Introduction to the validation functions

Introduction

The purpose of factcuratoR is to provide sets of functions to help standardize variety testing data for curation of variety testing data sets supporting the WAVE project.

The goal of the WAVE program curation is to generate trial data and trial metadata that conform to the controlled vocabulary codebooks.

The codebooks specify the variable required for each file (as a single column in a data frame, matrix, tibble, etc) and the accepted values for the the variable. See the Introduction to codebooks vignette for more information on the structure of and formatting for the codebooks.

Overview of validation functions

The validation functions check that the data conforms to the controlled vocabulary codebooks. There are functions to validate:

variable names. The functions return tables for the curator to check that required variables are present and that names are standardized.
variable values. The functions return tables for the curator to check that values for a single variable match controlled vocabularies or are in the accepted value range.

Finally, standardize_cols_by_cb() enables curators to standardize the files (select and order columns) according to the standards established in the codebooks.

First, load factcuratoR and point to the main codebook which must be named codebooks_all_db.csv for the validation functions to find it.

library(factcuratoR)

rlang::check_installed("here")

codebook_folder <- here::here(
  "tests/testthat/test_controlled_vocab")

knitroutputfolder <- here::here("inst/extdata/intro_validation", "output")

Create some test data

test_data <- data.frame(location = c("Aberdeen", "Soda Springs", NA, "location_x"),
                        year = c(rep(2020, 3), NA),
                        variety = c("variety_1", "AAC Wildfire", "", NA),
                        rep_temp = 1:4,
                        sourcefile = "test")

Validate trial data

It may be easiest to point the most cleaned up version of the data to a new variable (e.g. df_validate below) so that the calls to the validation functions don’t need to be updated every time there is a more cleaned up version of the data.

df_validate <- test_data

Check column names

The function validate_colnames() will check the variable names between the codebook and data. The argument codebook_name = "trial_data" indicates what codebook from the codebooks_all_db.csv should be used for this step.

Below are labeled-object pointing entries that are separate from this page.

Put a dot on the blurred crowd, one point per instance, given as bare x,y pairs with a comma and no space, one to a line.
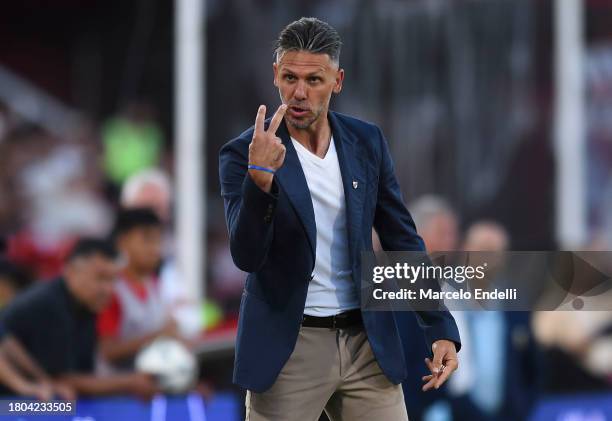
88,275
509,360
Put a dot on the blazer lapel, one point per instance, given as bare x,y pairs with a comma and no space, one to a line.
354,181
291,177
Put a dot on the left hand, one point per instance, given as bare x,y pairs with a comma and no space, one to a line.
444,363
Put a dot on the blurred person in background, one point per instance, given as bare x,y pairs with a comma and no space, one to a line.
55,322
13,280
499,376
52,196
152,188
577,345
133,141
19,374
136,315
438,227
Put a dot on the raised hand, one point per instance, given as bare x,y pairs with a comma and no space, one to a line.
443,364
266,149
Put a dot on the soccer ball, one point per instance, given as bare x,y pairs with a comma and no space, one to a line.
174,366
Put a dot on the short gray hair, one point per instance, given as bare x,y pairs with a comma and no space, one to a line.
311,35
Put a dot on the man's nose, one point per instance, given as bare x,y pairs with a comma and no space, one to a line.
300,91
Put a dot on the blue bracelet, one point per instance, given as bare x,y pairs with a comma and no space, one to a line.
257,167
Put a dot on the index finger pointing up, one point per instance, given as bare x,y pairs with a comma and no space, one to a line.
261,116
278,117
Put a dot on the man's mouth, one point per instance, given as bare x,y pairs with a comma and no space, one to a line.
297,111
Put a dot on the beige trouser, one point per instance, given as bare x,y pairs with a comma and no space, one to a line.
331,370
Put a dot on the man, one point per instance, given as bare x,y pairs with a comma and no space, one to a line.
55,322
300,208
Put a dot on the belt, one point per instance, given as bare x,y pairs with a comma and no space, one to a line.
338,321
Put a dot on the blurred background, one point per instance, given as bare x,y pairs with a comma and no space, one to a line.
499,117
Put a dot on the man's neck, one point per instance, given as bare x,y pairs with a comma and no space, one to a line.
315,138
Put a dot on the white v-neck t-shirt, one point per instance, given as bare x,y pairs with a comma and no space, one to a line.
332,290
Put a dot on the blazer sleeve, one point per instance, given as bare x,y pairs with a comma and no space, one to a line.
397,232
249,211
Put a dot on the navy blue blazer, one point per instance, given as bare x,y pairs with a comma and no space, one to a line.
272,237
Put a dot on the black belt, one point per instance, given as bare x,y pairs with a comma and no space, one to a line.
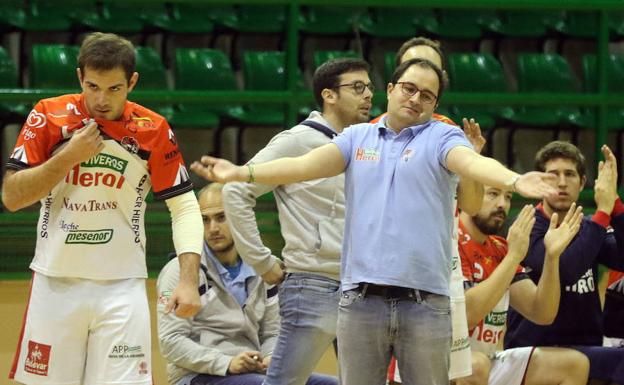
391,292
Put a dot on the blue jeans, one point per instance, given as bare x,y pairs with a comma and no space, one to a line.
250,379
309,312
372,328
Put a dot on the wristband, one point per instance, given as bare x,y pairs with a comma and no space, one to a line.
250,168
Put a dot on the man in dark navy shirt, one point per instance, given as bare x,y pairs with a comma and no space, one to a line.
599,241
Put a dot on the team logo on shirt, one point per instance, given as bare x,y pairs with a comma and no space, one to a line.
19,154
407,154
172,138
35,119
367,154
130,144
38,358
585,284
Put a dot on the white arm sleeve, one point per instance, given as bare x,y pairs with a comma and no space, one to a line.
186,223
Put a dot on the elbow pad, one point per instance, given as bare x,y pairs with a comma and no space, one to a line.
186,223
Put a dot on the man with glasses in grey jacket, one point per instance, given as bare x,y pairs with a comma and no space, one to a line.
231,339
312,224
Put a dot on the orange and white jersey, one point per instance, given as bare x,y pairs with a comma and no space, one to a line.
478,263
91,225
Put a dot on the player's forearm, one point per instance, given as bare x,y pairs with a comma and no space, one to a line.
548,294
25,187
482,298
487,171
189,268
239,200
469,196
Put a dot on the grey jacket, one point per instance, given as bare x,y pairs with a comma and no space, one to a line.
222,328
311,213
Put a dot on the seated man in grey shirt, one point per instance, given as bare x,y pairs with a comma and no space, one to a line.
231,339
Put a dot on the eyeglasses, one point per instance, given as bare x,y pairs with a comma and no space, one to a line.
358,86
410,89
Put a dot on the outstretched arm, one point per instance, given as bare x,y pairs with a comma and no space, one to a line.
322,162
482,298
470,192
25,187
540,304
467,163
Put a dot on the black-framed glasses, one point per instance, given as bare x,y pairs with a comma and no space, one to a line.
358,86
410,89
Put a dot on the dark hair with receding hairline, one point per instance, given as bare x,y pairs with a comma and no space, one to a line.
107,51
327,75
415,42
560,149
424,63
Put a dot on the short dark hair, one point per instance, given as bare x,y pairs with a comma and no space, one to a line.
416,41
424,63
560,149
107,51
327,74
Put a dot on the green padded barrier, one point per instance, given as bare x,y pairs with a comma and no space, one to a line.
54,66
327,20
127,17
389,23
579,24
520,23
389,66
188,18
263,18
473,72
264,71
267,18
547,73
42,15
8,79
616,23
152,76
461,23
12,14
202,69
615,84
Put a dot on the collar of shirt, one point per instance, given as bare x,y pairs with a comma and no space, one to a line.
383,127
318,117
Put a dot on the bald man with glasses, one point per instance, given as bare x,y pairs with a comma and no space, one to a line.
401,175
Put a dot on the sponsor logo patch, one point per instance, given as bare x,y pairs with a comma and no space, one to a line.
35,119
88,179
28,135
124,350
89,237
107,161
163,298
130,144
67,226
38,358
367,154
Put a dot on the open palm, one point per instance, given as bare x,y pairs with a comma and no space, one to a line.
558,238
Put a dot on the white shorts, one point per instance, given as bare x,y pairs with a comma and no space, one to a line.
461,358
509,366
84,332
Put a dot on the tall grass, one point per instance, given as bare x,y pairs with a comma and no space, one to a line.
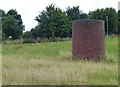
51,63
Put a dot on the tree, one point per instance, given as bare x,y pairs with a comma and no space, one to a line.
13,25
112,16
119,22
53,22
2,16
73,13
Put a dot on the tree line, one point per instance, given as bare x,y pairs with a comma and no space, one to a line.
54,22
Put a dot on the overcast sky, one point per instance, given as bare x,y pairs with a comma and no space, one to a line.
31,8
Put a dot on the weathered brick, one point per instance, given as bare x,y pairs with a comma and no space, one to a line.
88,40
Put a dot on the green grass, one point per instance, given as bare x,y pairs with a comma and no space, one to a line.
51,63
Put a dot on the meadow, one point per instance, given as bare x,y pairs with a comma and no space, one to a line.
51,64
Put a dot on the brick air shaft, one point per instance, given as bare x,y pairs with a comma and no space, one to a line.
88,39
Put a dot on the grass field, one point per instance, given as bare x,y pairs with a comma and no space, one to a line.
51,63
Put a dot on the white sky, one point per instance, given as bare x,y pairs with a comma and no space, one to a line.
29,9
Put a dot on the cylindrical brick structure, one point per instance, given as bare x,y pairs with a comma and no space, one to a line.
88,40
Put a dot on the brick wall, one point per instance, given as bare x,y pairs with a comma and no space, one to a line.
88,40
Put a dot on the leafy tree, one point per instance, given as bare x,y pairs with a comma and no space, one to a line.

colname_valid <- validate_colnames(df_validate, 
                                   codebook_name = "trial_data", 
                                   db_folder = codebook_folder)
#> Joining with `by = join_by(comment)`
#> Status: # A tibble: 3 × 4 comment n required req <chr> <int> <lgl> <int> 1
#> exists in both data and codebook 1 NA NA 2 not present in codebook: trial_data
#> 4 NA NA 3 not present in data 27 TRUE 6

The main goal of validating column names is to get the value in the required column of row 3 to be zero. A value of zero indicates that all the required columns are present in the data and completely filled out. The second row in the summary highlights columns that are not in the codebook.

If required columns appear missing in the initial check, it may be present in the data set with a differing name. Often this is the case for many variables; collaborators each have their own unique name for common variables. When this happens, creating a file to rename files en masse is the best solution. See facthelpeR for functions to help with renaming columns. Determining if a variable is captured by the existing controlled vocabulary is a human decision made based on your own knowledge and when needed, consultation with other project participants. When in doubt, ask.

If a required variable is truly missing, then you will need to find the data. Looking at annual reports is a good starting point, and you may have to eventually request this information from the collaborator if you cannot find it elsewhere.

Sometimes, there are also new variables not captured by the existing vocabulary. In that case, we will need to decide if this variable should be added to the database. The answer is usually “yes”, but usually a discussion with project participants is needed for this decision. If there is a decision to add a new variable, add it to controlled vocabulary using the correct formatting described in the Introduction to codebooks vignette.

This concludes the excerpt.